You are correct about using a native Win32 version of GCC under Cygwin. It is not built specifically as a cross compiler for use in Cygwin, though the name of the executable is misleading (I renamed it in order to be able to discern it from another version of GCC, in it's original name, mingw32-g++). The difference in line ending handling between MSYS bash and Cygwin bash hadn't even occurred to me at the time I submitted this, especially since the setup has been working for quite some time.
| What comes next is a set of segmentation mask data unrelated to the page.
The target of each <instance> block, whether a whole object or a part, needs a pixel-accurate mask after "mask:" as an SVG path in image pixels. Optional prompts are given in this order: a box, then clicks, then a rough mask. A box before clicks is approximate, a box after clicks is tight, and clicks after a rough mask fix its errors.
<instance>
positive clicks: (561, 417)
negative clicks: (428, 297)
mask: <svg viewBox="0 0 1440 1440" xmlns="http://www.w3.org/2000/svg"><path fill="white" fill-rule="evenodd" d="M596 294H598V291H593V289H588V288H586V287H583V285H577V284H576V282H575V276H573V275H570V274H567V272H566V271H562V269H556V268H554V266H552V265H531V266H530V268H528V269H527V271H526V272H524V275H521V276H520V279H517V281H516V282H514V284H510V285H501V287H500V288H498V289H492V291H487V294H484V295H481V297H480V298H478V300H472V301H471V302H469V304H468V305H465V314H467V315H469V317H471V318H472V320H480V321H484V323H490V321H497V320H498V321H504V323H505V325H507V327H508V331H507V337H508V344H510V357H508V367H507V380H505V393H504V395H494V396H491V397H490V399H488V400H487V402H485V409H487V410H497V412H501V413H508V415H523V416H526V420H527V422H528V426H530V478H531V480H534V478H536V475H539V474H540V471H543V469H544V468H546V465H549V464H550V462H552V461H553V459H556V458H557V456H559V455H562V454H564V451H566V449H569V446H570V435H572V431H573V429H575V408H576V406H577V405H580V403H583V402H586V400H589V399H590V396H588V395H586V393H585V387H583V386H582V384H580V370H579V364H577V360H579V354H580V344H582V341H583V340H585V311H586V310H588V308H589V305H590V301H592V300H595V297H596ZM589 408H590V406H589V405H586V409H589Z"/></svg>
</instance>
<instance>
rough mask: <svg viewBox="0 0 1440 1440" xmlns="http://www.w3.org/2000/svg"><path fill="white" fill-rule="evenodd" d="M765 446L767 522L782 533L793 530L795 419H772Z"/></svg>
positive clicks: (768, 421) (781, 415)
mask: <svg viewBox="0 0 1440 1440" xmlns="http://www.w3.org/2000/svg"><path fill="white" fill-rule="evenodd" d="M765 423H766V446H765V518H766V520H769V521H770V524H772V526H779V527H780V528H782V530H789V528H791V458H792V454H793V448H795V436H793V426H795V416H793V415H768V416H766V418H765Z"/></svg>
I generated libtool by running configure with MSYS bash, and the output appears to be correct without needing to strip '\015' from the end of the linker output (the full path to crtend.o was detected correctly and the shared libraries were usable). So I wouldn't think that this would be considered a bug (at least to a reasonable extent), just a bit of an inconvenience.
Thank you for your help and keep up the good work.

Best Regards,
-- Tom

Peter Rosin wrote:
Den 2008-09-04 04:13, skrev Tom Bramer:
Hello,

I found an issue which I believe to be a bug, relating to line endings on Windows (like there hasn't been anything like this before). Some likely to be important details about the environment include:

OS: Windows XP
Script host: Cygwin (Bash 3.2.39(20))
Compiler toolchain: GCC 4.3.2 (unofficial mingw32 build as can be found at http://www.tdragon.net/recentgcc/).
Libtool version: 1.5.27a-1 (perhaps a Cygwin patched version?).
Autoconf version: 2.61

*snip*

Hi Tom,

I smell a problem here, Cygwin isn't primarily for running native windows
applications, it's primarily for running Cygwin apps. Whenever you try to
cross that boundary, you inevitably end up with these warts. And I get the
feeling that your gcc is just such a native windows application, and not
a MinGW targeting cross compiler for the Cygwin host. I haven't double
checked that of course, but if that's indeed the case you might have more
luck with MSYS as the script host instead.